Innate and Adaptive Immunity: Comparison

Immunity is divided into two main types: innate and adaptive. Innate immunity is present in almost all multicellular eukaryotes and provides a broad, non-specific defense. Adaptive immunity, found only in vertebrates, is highly specific and capable of remembering previous invaders.

Feature	Innate	Adaptive
Distribution	Almost all multicellular eukaryotes	Only in vertebrates
Targets	Limited number of key structures (PAMPs)	Antigens, mostly proteins; billions of types
Immune Receptors	Pattern recognition receptors (e.g., TLRs)	T cell receptors and antibodies
Cellular Presence	Almost all cells	Lymphocytes only
Discrimination	Host cells do not contain PAMPs	Tolerance for self-antigens; breakdown can cause autoimmune disease

Comparison table of innate and adaptive immunity

Overview of Adaptive Immunity

Adaptive immunity is the body's ability to recognize and defend itself against distinct invaders and their products.
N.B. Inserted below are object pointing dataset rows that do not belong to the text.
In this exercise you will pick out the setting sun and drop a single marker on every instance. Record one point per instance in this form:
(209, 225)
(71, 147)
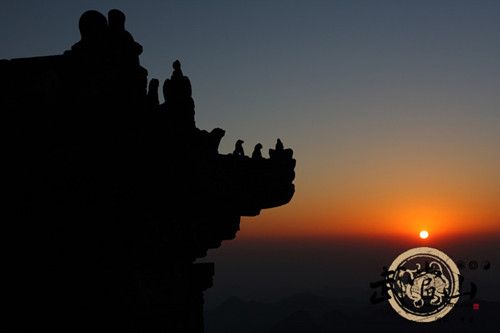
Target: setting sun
(424, 234)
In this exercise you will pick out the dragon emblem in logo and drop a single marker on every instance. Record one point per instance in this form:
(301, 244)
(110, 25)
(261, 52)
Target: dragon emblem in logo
(424, 285)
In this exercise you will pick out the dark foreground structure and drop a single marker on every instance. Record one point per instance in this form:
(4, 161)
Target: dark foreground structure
(111, 196)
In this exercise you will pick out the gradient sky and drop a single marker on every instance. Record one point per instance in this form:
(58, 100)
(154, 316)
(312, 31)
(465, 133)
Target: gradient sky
(392, 107)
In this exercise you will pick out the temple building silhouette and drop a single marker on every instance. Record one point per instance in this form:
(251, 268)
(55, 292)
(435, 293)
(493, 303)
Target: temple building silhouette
(112, 196)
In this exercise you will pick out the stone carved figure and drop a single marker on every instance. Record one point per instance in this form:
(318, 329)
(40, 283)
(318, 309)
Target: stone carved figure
(238, 148)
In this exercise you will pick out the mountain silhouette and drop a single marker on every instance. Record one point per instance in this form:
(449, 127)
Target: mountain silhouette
(308, 312)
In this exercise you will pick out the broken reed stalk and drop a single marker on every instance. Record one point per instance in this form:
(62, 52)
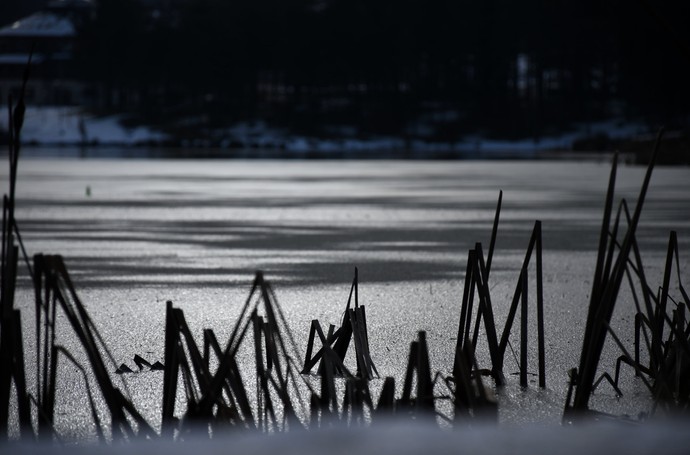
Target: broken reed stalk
(11, 339)
(476, 279)
(605, 289)
(54, 288)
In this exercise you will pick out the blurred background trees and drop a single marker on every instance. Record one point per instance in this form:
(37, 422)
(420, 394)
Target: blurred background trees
(434, 67)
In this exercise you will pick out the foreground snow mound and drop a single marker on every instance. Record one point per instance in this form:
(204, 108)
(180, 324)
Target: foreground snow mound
(415, 438)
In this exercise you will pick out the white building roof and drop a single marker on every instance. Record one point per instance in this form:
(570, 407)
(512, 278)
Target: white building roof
(41, 24)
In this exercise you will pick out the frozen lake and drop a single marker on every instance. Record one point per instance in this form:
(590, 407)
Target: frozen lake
(135, 233)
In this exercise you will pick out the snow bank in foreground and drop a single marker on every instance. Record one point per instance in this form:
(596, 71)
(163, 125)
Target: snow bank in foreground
(401, 439)
(70, 125)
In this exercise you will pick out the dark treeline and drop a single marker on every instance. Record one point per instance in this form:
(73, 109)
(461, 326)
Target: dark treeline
(439, 67)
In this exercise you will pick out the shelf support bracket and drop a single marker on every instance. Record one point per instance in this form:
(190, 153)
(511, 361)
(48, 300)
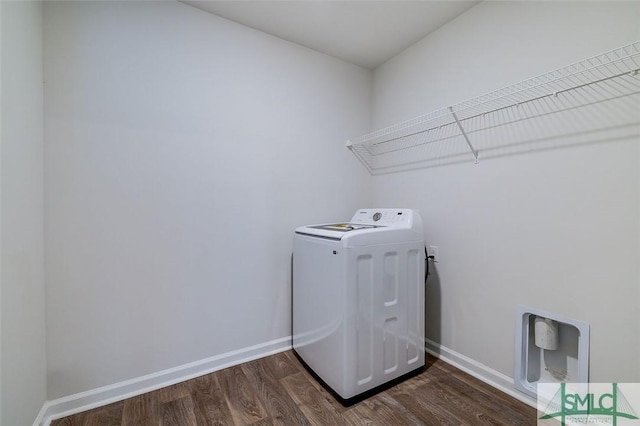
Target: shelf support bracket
(464, 134)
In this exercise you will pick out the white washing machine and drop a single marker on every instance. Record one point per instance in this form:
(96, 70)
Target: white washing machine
(358, 300)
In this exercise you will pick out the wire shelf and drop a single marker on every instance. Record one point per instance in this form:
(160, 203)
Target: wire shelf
(574, 104)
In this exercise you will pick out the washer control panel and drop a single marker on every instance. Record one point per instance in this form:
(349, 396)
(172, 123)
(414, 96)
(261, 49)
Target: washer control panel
(383, 217)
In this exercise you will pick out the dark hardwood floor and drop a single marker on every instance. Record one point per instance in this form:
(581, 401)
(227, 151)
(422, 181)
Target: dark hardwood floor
(277, 390)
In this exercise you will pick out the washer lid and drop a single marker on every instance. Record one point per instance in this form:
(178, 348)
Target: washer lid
(343, 227)
(334, 231)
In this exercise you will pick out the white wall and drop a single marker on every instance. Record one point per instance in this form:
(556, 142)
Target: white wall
(23, 375)
(181, 151)
(556, 230)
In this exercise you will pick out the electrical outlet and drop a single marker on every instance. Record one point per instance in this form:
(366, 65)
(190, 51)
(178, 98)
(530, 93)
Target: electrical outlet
(433, 251)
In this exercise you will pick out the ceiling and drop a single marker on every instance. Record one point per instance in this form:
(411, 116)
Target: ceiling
(366, 33)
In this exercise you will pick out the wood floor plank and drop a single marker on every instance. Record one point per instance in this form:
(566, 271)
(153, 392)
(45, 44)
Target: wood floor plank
(140, 410)
(278, 390)
(109, 415)
(319, 387)
(279, 405)
(496, 407)
(178, 412)
(241, 398)
(211, 407)
(317, 408)
(381, 410)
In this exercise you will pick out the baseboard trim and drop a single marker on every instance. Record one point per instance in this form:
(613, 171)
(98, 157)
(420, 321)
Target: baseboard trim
(479, 371)
(87, 400)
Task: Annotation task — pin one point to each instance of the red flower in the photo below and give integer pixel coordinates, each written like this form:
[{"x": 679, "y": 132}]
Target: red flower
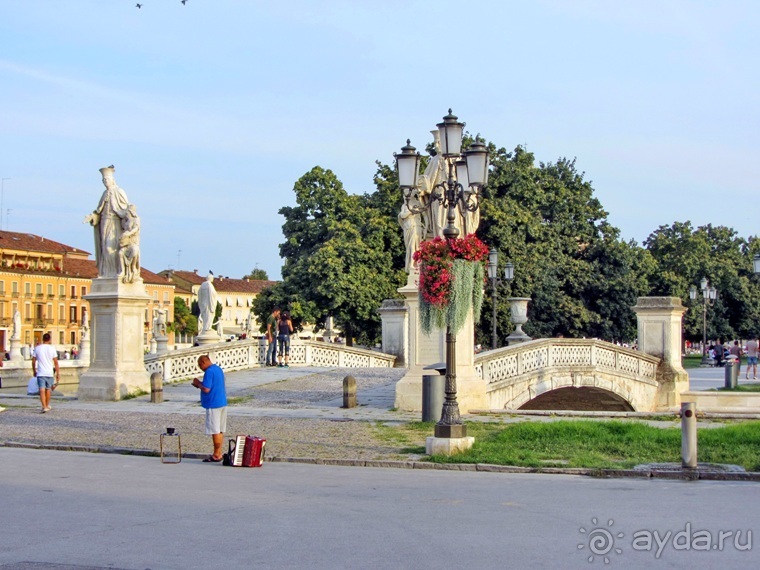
[{"x": 435, "y": 258}]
It is characterized by specificity, inducibility, clonality, unresponsiveness to self, and memory.

Specificity: Targets specific antigens.
Inducibility: Activated in response to pathogens.
Clonality: Generates clones of immune cells.
Unresponsiveness to self: Prevents attack on self-antigens.
Memory: Remembers previous invaders for faster response.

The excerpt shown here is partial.